Oh, let them have their fun! After all that work they deserve a little bark, the wildlife does it too. I wouldn't worry about it in the type of areas it looks like you camp. It would be different if you were in a wilderness area or designated camp site, but it doesn't appear that was the case.


----------



## idahonancy (Dec 13, 2008)

No, this area is neither a camp or wilderness. It is an "open range" area where herds of cattle storm through regularly and eat everything in sight. We are so spoiled in Idaho with lot of public land and public access. Unfortunately we have lots of public wolves which makes hunting a challenge. Montana has pockets of mountains where the wolves just don't seem to survive. It makes for good elk hunting but this state has limited public access to lands. It makes for tough camping. We gave up on the RV we use in Idaho and went with a wall tent to increase our ability to get back where nobody cares about us camping. Which overall is easier with the goats using their portable electric fence, tarp, goat coats and pine bough.


----------



## tmas (Aug 1, 2013)

I like the Idea of these goat coats! I need to figure out a plan and make a couple for my little packers. Just a thought, but you can buy military surplus wool blankets for pretty cheap, like $3-5 a piece, and wool continues to insulate even if it happens to get wet, might be a good insurance if they do get some seepage around the waterproof material. I might try going that route when I make some, I just need to find a sewing machine that is HD enough to sew my own!


----------



## joecool911 (Jul 3, 2010)

tmas said:


> I like the Idea of these goat coats! I need to figure out a plan and make a couple for my little packers. Just a thought, but you can buy military surplus wool blankets for pretty cheap, like $3-5 a piece, and wool continues to insulate even if it happens to get wet, might be a good insurance if they do get some seepage around the waterproof material. I might try going that route when I make some, I just need to find a sewing machine that is HD enough to sew my own!

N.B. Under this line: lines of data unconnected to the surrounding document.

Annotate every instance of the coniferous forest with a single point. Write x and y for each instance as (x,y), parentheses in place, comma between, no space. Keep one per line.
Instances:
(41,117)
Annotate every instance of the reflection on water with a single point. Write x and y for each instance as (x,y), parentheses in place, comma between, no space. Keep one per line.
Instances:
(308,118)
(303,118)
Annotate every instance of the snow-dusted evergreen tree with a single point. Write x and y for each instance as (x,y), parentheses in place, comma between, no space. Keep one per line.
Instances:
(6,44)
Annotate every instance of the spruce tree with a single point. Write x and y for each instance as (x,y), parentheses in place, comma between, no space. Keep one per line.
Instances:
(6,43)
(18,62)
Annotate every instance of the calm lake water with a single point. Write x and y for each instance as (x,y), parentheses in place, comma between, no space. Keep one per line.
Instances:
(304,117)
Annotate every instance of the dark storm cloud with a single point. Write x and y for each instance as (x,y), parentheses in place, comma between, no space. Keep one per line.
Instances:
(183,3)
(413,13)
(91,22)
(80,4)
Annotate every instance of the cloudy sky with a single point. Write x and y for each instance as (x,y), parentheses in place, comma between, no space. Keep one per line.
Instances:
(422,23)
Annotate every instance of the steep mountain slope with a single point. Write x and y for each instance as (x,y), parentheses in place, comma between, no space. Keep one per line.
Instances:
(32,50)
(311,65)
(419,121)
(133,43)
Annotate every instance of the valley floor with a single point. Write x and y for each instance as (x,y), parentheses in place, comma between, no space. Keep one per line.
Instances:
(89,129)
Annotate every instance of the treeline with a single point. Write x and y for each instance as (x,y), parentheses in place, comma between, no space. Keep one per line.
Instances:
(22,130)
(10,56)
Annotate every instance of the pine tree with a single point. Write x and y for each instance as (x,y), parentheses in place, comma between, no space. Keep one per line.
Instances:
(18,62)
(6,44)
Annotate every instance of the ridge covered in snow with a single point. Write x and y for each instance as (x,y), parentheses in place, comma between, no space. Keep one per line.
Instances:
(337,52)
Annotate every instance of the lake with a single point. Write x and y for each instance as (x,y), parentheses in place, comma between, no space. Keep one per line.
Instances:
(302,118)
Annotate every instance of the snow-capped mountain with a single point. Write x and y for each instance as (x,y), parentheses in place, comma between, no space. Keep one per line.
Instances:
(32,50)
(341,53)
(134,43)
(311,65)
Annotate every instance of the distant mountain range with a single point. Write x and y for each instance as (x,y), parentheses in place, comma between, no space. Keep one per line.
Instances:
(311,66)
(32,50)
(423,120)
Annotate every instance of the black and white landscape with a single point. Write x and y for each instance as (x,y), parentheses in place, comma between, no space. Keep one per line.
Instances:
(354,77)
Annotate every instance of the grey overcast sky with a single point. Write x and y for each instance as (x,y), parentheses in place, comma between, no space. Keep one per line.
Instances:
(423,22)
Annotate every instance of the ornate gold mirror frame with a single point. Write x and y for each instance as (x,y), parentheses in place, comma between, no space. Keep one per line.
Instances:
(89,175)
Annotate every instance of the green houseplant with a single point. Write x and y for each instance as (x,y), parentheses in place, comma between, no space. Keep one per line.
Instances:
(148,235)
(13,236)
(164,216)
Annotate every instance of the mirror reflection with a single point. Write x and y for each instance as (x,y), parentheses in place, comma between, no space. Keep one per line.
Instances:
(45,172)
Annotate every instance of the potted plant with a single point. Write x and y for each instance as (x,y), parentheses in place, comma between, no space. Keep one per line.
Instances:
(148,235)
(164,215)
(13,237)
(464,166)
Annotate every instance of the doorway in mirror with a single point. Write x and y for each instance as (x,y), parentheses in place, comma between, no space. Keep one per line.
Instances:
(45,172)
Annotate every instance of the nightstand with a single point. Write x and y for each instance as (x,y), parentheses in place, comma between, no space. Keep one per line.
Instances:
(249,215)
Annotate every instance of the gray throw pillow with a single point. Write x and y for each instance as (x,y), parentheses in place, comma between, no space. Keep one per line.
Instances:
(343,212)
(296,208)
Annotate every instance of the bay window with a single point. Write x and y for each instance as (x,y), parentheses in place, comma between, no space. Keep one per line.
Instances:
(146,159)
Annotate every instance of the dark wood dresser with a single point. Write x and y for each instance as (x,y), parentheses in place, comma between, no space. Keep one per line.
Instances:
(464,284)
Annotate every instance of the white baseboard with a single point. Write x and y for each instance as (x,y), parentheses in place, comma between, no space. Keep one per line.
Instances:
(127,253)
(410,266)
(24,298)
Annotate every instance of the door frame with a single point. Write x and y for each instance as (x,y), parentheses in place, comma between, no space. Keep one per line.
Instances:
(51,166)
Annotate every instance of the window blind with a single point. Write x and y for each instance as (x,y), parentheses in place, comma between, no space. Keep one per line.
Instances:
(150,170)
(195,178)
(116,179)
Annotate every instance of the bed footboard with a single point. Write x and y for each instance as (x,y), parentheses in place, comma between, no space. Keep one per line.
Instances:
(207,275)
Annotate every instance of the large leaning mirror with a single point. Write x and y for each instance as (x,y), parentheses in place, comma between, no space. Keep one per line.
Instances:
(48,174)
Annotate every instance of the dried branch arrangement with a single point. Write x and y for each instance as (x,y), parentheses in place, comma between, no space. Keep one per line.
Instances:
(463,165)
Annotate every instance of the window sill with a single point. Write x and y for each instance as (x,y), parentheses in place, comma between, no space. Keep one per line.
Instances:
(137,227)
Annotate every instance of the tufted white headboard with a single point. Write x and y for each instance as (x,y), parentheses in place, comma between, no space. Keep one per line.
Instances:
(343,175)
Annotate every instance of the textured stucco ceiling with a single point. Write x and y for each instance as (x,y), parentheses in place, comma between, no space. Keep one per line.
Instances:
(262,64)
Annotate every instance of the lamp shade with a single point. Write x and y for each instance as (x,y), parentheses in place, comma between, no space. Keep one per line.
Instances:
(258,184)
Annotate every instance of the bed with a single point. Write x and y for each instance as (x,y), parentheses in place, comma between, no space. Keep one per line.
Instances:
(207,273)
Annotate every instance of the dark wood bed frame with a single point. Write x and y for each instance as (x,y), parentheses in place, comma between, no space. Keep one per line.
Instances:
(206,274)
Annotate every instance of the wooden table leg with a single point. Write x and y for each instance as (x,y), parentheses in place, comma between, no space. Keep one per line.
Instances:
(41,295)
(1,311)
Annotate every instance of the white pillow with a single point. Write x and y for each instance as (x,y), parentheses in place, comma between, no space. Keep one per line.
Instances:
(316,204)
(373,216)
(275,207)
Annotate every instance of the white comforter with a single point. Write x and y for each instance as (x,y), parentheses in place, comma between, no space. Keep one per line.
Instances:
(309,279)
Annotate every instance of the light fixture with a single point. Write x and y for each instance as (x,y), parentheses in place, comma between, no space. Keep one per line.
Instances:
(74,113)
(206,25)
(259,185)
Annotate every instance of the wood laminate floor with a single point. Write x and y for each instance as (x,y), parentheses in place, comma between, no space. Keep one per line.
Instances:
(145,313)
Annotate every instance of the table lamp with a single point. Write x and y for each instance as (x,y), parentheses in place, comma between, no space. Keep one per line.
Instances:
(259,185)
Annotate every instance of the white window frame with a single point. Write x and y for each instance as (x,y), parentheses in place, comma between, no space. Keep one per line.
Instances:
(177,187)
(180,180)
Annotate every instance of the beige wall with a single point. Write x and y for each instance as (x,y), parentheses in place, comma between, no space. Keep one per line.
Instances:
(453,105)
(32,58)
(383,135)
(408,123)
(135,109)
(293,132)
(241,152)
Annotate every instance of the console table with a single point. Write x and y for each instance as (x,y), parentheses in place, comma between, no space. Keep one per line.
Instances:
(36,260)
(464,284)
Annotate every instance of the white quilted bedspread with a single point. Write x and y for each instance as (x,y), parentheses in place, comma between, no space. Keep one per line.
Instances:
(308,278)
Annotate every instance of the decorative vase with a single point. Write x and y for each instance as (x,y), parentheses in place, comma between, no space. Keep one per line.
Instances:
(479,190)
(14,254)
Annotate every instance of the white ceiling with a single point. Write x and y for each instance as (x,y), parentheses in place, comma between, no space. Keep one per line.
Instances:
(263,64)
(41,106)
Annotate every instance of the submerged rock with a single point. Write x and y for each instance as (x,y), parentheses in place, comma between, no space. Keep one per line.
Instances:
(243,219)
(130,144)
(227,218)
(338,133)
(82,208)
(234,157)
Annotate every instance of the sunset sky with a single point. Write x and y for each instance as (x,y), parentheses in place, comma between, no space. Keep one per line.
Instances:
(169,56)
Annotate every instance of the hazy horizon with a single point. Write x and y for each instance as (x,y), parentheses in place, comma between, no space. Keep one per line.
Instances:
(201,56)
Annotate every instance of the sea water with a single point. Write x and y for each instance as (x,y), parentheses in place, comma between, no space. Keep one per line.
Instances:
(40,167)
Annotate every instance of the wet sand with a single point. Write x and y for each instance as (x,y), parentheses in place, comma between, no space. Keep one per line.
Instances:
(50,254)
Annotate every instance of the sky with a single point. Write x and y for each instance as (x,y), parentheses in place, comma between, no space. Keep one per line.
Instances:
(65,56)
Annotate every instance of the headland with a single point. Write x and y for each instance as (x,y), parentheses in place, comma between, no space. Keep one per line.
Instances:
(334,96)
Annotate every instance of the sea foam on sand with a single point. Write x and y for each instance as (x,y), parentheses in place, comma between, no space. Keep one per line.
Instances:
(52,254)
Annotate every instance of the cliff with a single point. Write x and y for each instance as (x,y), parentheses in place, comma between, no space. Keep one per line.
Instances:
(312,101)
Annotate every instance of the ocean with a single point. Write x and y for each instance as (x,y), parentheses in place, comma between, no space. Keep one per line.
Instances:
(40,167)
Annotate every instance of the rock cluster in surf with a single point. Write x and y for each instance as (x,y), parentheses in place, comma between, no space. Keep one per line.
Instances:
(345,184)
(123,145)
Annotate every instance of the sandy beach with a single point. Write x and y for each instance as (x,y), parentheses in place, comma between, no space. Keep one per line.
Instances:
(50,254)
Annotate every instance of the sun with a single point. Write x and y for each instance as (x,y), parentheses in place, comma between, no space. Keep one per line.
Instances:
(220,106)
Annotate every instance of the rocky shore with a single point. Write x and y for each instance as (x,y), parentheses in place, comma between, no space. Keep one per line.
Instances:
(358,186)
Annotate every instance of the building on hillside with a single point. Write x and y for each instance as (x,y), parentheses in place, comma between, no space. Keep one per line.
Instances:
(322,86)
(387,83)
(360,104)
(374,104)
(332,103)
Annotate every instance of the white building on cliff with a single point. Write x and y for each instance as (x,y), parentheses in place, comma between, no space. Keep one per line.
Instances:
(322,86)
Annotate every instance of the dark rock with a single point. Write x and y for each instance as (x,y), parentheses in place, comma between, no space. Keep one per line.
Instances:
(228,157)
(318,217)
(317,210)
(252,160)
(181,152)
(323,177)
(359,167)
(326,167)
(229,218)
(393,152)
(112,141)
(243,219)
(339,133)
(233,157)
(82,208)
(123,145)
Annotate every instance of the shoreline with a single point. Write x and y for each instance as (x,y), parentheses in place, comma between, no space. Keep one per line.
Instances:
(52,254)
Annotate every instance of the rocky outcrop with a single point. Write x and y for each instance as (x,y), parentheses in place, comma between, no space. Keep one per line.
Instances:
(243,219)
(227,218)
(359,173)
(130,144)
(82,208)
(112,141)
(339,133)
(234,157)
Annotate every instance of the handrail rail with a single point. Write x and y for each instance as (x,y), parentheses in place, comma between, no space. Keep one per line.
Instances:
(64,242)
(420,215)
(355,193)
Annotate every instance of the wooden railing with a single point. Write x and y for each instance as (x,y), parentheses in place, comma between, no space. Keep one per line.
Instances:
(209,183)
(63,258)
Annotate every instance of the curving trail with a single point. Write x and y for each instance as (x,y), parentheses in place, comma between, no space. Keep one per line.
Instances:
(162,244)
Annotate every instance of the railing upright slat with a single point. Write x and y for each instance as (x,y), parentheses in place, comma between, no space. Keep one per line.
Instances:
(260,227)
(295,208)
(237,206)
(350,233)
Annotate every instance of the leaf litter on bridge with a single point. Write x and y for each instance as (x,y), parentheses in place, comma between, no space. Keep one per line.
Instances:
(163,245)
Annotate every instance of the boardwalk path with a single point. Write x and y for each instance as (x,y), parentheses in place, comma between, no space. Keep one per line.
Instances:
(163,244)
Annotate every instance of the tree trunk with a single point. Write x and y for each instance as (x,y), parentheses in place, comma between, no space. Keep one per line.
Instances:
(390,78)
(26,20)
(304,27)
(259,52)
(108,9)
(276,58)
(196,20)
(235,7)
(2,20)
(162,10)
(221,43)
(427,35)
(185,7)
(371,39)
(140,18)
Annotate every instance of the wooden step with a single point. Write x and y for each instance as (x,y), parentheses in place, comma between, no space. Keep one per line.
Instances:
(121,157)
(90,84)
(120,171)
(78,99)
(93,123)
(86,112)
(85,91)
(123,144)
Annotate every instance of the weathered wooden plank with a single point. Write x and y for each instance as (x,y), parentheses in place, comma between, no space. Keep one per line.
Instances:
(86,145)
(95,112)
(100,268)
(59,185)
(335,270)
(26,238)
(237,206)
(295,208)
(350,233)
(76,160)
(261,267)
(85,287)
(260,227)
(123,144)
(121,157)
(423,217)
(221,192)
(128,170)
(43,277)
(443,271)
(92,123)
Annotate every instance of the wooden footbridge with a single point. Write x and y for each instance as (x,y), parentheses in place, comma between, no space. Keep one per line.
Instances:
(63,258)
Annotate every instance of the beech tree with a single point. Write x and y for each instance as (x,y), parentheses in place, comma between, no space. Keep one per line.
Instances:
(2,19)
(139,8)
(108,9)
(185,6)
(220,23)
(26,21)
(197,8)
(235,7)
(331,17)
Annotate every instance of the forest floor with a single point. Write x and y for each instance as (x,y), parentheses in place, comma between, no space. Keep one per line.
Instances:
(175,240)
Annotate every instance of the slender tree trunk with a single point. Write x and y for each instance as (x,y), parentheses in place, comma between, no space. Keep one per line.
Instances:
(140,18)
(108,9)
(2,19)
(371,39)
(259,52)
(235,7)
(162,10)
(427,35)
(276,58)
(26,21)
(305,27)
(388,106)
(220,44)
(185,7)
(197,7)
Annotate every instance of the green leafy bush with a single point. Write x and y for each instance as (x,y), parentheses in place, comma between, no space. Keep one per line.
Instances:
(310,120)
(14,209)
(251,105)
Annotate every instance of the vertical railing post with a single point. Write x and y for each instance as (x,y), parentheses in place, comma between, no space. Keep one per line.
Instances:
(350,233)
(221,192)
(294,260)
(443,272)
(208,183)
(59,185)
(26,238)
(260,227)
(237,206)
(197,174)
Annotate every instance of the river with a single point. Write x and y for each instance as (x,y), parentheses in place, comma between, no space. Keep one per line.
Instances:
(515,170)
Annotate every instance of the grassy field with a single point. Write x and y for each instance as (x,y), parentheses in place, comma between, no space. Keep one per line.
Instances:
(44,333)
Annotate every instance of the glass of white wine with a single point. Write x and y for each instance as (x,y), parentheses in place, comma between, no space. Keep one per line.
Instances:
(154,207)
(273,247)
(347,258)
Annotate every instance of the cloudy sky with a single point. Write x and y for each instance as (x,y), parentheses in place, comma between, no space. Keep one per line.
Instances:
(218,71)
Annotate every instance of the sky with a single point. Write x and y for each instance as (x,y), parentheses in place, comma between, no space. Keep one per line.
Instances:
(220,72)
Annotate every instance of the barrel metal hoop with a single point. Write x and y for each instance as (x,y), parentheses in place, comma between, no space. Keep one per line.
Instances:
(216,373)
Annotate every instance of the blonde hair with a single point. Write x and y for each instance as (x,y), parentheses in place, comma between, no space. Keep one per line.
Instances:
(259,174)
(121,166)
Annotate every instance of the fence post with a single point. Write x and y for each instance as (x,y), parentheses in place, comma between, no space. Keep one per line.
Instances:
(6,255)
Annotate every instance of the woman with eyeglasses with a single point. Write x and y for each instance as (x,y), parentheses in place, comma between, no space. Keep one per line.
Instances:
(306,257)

Where do you find those blankets for $3-$5?


----------



## TOU (Aug 18, 2013)

idahonancy said:


> I make them. The gortex and fleece fabric were from Ebay.


 I found some patterns on the internet, if I can find the right material, I may make a few myself. Thx again Nancy!


----------



## idahonancy (Dec 13, 2008)

My thoughts on wool: Where we go camping the goats do not really need the insulation of a wool blanket. The intent for me is mostly to keep them dry with a good wind block. The fleece is moderately insulating, the water repellent finish makes it so it does not absorb water even if it gets damp. The biggest advantage of fleece is that it will dry out fairly quickly. 
However I do love the performance of wool fabric. If I was using a coat in a more domesticated situation it may be an affordable consideration.


----------



## Deschutes Dawn (Sep 24, 2013)

TOU, where did you find your patterns? Are they goat specific or altered dog coats?


----------